Repetitive gun control debate meaningless without action

In response to the Umpqua Community College shootings in Oregon, politicians are debating gun control legislation—again.

Seemingly every time gun violence occurs in America, politicians buckle-down and debate about gun control. For a few weeks, one side of the debate urges for stricter gun regulations while another side cites their right to bear arms. Every time this happens, we believe it’s finally the chance to make change. Then the debate blows over until gun violence occurs again.

This cycle of debate and inaction has gone on for a long time. Gun violence—especially gun violence in schools—evokes emotion from us as a country. We believe each new, gruesome act of violence will motivate us to solve our problems. Instead, we get stuck in the cycle.

This cycle occurs because our country—and government—is so divided on how to react. It is difficult to pass significant gun control legislation when many Americans perceive the Second Amendment as an obstacle to any measure of gun regulation—and when the National Rifle Association holds a lot of power over members of the United States Congress. The argument for addressing mental illness as a cause of gun violence is usually met with debate as well.
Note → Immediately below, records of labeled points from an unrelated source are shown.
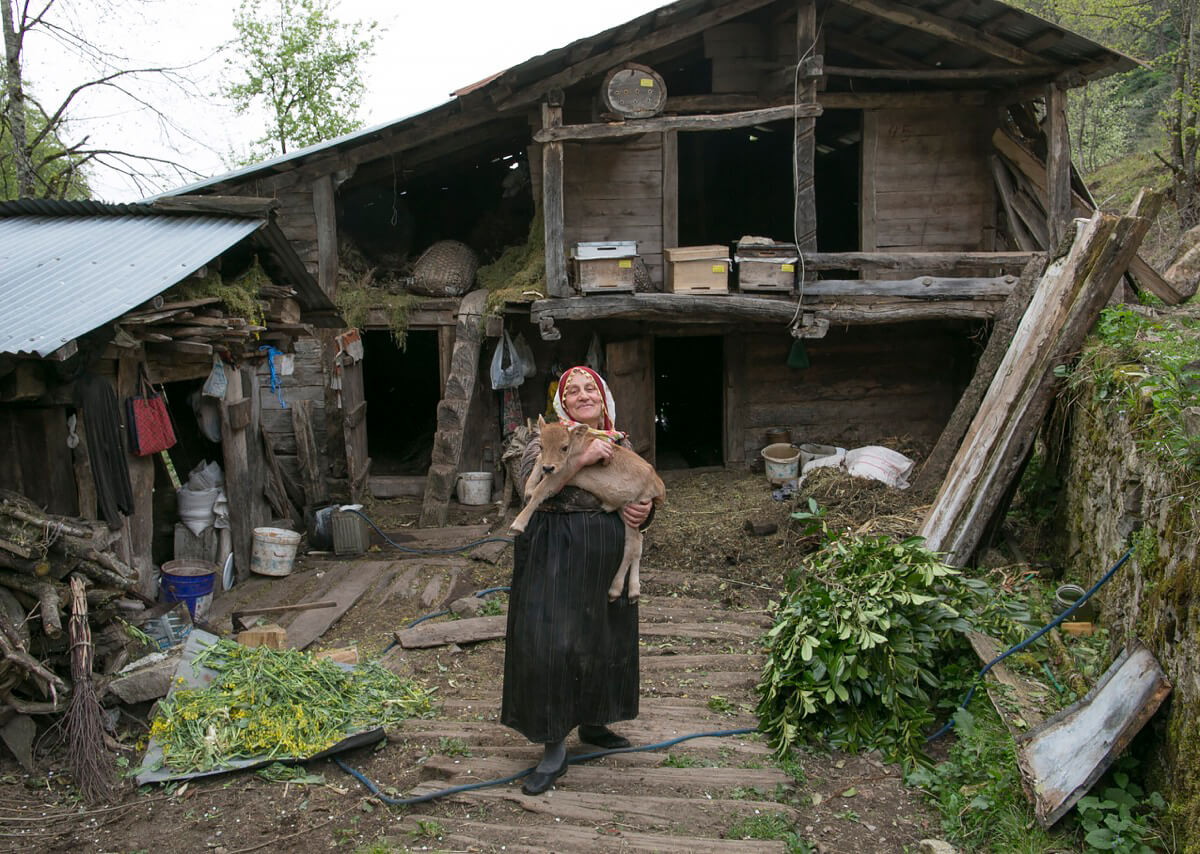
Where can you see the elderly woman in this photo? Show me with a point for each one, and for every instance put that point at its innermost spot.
(571, 656)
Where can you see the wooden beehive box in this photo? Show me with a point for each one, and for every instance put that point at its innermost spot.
(768, 268)
(605, 268)
(697, 269)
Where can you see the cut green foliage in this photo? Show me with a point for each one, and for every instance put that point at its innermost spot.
(852, 651)
(268, 703)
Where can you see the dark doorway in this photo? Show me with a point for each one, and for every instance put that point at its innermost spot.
(402, 389)
(689, 404)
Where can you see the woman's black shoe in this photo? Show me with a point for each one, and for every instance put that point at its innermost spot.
(539, 781)
(603, 737)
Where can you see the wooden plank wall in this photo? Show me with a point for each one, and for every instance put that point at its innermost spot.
(306, 383)
(927, 185)
(613, 191)
(864, 384)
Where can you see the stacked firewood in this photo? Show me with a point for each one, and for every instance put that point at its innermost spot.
(40, 554)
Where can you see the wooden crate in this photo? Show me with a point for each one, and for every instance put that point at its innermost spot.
(697, 270)
(605, 268)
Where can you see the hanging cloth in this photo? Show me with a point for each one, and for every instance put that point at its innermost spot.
(106, 450)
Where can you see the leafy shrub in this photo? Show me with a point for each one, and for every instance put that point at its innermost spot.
(853, 649)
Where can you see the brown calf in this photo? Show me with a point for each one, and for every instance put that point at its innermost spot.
(623, 480)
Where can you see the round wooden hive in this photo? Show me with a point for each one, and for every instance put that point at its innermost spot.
(445, 269)
(634, 91)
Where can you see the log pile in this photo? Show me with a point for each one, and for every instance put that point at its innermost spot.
(41, 555)
(202, 326)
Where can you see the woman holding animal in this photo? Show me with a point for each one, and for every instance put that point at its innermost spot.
(571, 654)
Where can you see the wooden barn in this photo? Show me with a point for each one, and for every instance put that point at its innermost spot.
(106, 302)
(757, 214)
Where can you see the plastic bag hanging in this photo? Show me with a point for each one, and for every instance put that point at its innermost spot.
(508, 371)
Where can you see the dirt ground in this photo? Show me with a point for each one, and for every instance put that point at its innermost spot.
(699, 557)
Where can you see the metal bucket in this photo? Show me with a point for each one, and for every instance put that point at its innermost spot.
(783, 462)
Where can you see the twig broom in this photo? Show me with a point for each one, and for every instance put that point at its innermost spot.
(89, 759)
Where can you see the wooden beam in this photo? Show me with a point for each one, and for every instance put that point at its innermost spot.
(941, 73)
(675, 122)
(953, 31)
(603, 61)
(744, 308)
(922, 262)
(552, 204)
(1057, 204)
(325, 210)
(671, 188)
(804, 212)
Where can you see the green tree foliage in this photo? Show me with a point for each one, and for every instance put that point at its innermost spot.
(303, 64)
(58, 172)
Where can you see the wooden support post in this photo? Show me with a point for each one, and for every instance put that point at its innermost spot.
(138, 529)
(552, 202)
(1057, 166)
(324, 208)
(238, 485)
(805, 215)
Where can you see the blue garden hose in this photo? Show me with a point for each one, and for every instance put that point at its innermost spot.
(486, 783)
(1030, 639)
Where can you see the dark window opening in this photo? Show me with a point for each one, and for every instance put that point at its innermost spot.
(402, 390)
(739, 182)
(689, 402)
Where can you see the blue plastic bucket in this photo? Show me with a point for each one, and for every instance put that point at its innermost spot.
(189, 582)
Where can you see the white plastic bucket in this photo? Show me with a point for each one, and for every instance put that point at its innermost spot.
(783, 462)
(474, 487)
(274, 551)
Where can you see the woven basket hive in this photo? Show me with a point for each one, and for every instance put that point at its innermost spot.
(445, 269)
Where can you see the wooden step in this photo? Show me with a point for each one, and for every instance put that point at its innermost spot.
(469, 835)
(460, 770)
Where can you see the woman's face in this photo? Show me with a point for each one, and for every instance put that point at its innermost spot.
(583, 400)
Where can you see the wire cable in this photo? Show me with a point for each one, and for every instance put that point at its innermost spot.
(1026, 642)
(453, 549)
(486, 783)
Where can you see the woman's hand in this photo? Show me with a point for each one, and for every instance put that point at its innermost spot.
(635, 513)
(599, 451)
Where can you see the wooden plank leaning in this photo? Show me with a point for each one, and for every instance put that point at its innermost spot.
(1065, 306)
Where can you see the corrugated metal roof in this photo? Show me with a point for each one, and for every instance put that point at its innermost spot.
(63, 276)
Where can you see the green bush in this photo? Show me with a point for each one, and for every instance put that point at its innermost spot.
(852, 655)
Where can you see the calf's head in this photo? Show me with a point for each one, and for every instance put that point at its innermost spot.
(561, 444)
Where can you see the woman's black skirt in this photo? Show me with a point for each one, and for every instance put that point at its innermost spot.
(570, 656)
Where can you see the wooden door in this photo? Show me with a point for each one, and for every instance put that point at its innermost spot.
(354, 422)
(630, 374)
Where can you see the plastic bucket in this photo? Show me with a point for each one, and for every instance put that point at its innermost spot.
(189, 582)
(274, 551)
(474, 487)
(783, 462)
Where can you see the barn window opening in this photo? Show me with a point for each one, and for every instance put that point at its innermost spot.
(402, 389)
(689, 403)
(735, 184)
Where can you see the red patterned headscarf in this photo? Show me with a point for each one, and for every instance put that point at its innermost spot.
(610, 408)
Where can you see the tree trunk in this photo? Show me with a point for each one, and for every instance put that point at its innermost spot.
(15, 108)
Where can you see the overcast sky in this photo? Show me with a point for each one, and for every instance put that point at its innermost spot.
(425, 50)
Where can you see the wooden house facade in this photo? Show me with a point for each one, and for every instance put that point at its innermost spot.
(139, 298)
(915, 154)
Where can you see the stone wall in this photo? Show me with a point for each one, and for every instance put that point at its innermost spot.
(1117, 495)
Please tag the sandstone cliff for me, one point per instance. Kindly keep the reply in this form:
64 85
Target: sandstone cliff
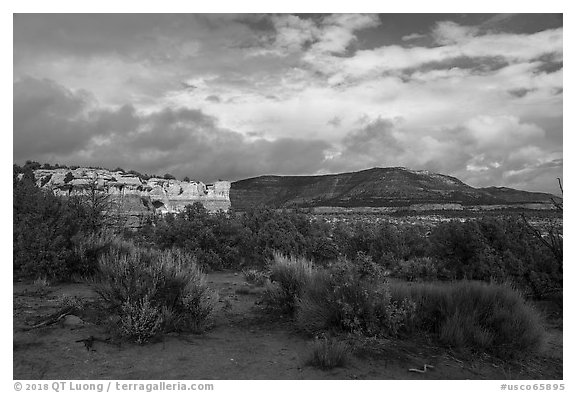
132 196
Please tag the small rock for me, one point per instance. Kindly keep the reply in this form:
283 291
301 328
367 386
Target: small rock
72 321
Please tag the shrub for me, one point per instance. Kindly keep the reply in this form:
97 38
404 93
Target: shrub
328 353
153 290
255 277
140 320
89 248
474 315
345 297
418 269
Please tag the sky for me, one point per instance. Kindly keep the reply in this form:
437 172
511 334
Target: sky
232 96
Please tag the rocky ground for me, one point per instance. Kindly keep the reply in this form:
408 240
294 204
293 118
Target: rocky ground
244 342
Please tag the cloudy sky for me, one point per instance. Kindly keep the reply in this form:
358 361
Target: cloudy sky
477 96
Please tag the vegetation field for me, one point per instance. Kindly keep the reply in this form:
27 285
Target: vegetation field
281 294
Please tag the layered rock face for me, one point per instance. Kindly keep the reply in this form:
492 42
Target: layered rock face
133 197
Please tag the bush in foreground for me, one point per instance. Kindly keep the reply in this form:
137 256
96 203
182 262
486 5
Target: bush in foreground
154 291
474 315
345 297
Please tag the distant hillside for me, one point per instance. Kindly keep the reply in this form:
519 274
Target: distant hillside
376 187
511 195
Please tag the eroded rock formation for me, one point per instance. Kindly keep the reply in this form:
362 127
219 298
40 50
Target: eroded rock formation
133 197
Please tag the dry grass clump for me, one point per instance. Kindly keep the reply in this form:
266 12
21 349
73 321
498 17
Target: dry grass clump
289 276
327 353
474 315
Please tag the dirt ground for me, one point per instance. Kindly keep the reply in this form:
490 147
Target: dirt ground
243 343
We will not be able to end gun violence if we continue with this cycle of inaction. We won’t know for sure if strict gun control is the best solution or if addressing mental illness is the best solution—but we won’t know until we try something. The powers that be in America do not really enjoy compromising with each other, but our disagreements cannot just lead to stagnation while students across the country continue to be terrified to go to school.

It is crucial to address gun violence democratically. But we’ve heard each side of the debate many times already. Politicians need to speak less about their stance on the issue and actually do more about it. So far it seems—in the aftermath of the Oregon shooting—we have fallen into the cycle again.

With increased anonymous threats to schools and consequent fear from students, faculty and parents, we are running out of time to take action before mass gun violence at a school occurs again.